Cosenza was particularly excited by a work she had choreographed, called “World War II.” It was, she said, much more mime than dance—a serious, evocative piece set to, among other things, Mozart’s Requiem.
Clements discussed a work she had designed called “Silence.” She said that she and other choreographers were paying increased attention to “shaping,” that aspect of dance that concentrates on those moments when bodies or groups of bodies are positioned with regard to one another so as to create brief, striking, tableau-like effects. She also looked forward to the lifts and other more rigorously physical aspects of her dance.
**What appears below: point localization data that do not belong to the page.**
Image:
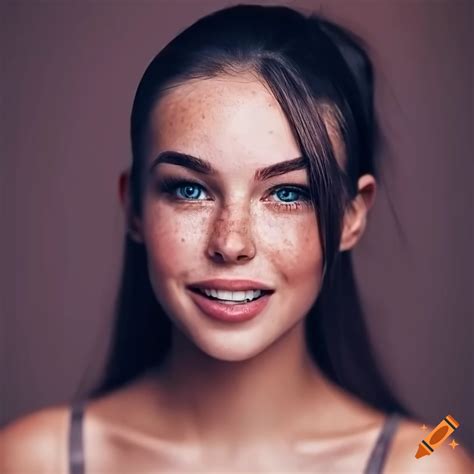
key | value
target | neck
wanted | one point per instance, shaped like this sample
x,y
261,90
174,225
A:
x,y
263,396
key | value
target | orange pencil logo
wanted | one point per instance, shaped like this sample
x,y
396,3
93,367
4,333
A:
x,y
447,426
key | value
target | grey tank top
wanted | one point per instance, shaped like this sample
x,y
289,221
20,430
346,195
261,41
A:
x,y
76,446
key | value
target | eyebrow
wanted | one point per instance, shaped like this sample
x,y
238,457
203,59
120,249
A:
x,y
204,167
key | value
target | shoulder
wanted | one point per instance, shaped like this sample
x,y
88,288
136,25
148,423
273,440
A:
x,y
444,459
36,442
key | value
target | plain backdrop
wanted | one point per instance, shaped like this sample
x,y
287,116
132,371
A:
x,y
69,74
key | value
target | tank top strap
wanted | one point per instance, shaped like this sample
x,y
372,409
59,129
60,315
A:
x,y
76,442
379,452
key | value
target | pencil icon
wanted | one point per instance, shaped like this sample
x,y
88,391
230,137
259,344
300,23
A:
x,y
444,429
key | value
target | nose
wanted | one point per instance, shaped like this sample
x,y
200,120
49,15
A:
x,y
231,239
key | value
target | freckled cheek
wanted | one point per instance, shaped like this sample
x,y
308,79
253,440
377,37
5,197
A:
x,y
173,240
294,248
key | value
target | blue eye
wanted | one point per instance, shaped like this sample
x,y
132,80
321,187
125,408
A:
x,y
289,197
189,190
284,192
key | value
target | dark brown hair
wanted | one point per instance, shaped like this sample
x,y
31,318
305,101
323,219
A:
x,y
308,63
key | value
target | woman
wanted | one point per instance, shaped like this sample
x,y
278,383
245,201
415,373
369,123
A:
x,y
239,342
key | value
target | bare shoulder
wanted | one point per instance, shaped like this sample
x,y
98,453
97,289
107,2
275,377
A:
x,y
35,442
401,457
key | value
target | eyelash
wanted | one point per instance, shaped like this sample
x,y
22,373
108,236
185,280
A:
x,y
169,185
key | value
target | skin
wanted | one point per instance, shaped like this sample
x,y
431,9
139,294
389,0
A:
x,y
245,396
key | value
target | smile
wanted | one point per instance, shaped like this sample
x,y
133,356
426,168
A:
x,y
229,309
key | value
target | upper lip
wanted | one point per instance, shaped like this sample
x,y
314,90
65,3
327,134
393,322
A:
x,y
230,285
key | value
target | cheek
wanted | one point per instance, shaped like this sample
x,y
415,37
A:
x,y
294,246
173,240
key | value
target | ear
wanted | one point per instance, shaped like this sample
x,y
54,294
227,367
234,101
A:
x,y
355,219
134,224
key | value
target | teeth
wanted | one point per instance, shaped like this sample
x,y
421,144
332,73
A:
x,y
232,295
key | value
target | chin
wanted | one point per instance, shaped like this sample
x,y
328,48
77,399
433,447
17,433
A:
x,y
230,347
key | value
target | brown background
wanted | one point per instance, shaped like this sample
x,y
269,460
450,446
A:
x,y
70,71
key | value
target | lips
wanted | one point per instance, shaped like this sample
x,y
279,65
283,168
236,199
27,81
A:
x,y
231,285
228,312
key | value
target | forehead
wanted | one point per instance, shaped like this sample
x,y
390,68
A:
x,y
225,120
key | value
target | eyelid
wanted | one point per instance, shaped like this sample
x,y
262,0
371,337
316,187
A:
x,y
167,184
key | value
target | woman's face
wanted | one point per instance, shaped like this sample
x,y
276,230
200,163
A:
x,y
228,225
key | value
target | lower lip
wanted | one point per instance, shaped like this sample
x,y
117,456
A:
x,y
232,313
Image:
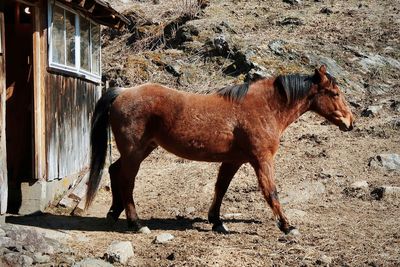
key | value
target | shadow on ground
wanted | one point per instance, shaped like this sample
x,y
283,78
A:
x,y
64,222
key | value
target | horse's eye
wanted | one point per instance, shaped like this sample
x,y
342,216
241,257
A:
x,y
334,94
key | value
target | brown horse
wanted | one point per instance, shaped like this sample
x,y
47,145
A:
x,y
235,125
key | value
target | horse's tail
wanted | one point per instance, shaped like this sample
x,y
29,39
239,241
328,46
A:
x,y
98,141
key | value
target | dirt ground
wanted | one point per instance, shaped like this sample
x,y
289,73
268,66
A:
x,y
315,166
313,170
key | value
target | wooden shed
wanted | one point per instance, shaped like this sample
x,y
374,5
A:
x,y
50,79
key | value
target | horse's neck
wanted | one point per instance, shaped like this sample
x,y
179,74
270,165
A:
x,y
288,113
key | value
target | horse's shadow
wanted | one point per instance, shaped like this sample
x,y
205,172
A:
x,y
65,222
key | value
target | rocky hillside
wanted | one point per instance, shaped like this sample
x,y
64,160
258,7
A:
x,y
341,189
203,45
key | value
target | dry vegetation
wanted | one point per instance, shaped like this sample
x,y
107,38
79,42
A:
x,y
316,164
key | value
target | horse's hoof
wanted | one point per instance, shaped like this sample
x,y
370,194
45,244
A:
x,y
221,229
144,230
110,219
291,230
294,232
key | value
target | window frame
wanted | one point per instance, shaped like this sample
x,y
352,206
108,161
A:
x,y
64,68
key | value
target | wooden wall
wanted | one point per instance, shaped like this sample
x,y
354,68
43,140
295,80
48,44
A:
x,y
3,151
69,107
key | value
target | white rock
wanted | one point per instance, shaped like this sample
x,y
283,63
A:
x,y
144,230
40,258
25,260
390,162
163,238
89,262
190,210
119,251
360,185
2,233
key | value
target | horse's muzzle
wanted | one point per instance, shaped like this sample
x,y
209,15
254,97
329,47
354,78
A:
x,y
346,123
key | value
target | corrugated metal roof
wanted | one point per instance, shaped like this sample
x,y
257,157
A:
x,y
98,10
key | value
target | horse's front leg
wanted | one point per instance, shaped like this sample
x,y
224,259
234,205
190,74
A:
x,y
265,173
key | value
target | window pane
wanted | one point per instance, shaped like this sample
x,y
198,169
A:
x,y
57,35
85,41
96,49
70,34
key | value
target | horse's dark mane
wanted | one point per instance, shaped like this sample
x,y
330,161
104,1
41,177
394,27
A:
x,y
294,86
234,92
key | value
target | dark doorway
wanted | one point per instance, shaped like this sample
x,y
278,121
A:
x,y
19,84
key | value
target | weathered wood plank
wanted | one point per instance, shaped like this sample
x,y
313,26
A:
x,y
38,97
68,124
79,192
3,148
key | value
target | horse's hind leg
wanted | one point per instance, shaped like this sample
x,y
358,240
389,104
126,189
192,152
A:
x,y
265,174
129,168
225,175
117,206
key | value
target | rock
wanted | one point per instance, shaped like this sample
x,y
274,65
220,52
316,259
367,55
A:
x,y
232,215
395,105
390,162
326,10
40,258
372,61
119,251
385,191
292,2
291,21
11,258
171,257
257,72
358,189
163,238
395,123
6,241
173,69
2,233
220,46
332,66
241,64
144,230
25,260
360,185
324,260
185,33
304,192
295,213
371,111
90,262
190,210
277,47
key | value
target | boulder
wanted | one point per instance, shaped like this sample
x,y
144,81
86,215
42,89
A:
x,y
163,238
390,162
119,251
90,262
371,111
385,191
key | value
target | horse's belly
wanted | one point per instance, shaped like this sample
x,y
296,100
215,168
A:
x,y
210,147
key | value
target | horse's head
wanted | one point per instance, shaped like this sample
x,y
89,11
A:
x,y
328,101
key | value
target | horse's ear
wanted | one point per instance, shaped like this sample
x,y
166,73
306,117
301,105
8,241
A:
x,y
283,87
322,69
320,74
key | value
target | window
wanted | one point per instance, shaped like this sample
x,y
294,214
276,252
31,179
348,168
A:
x,y
74,42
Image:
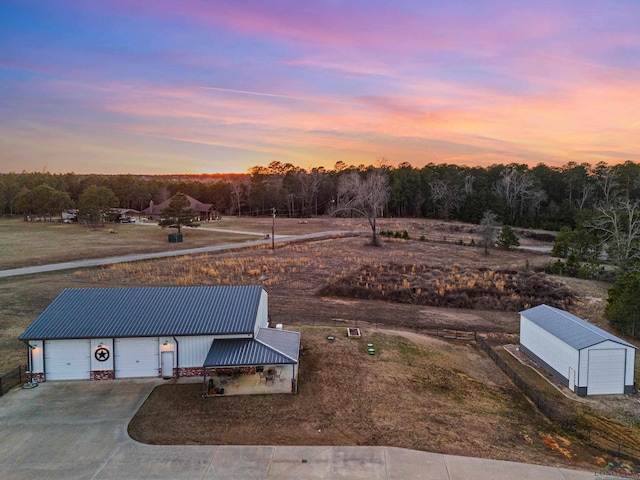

The two spoke eagerly of Sue Pate’s Martha Graham-like “Wayfaring Stranger” and the stage forest through which the work’s protagonists struggle to work their way. They also mentioned Emma Jessee and Beau Scarborough’s “Ballroom Through the Ages,” with its condensed history of American dance, and Ryane Salked’s Balanchine-influenced “Den of Iniquity,” a more nearly classical ballet set to Mussorgsky’s Night on Bald Mountain and pitting good-guy angels against bad-guy devils.
So it looks like a promising event, including the works mentioned above, as well as the usual jazz/funk/hip-hop numbers and dancers as diverse as tappers, CSU cheerleaders, Irish reelers, cowboys and cowgirls, seducer-vamps and, of course, large opening and closing production numbers.
I guess I’ll have to dust off my aged dancing shoes. See you there—with yours.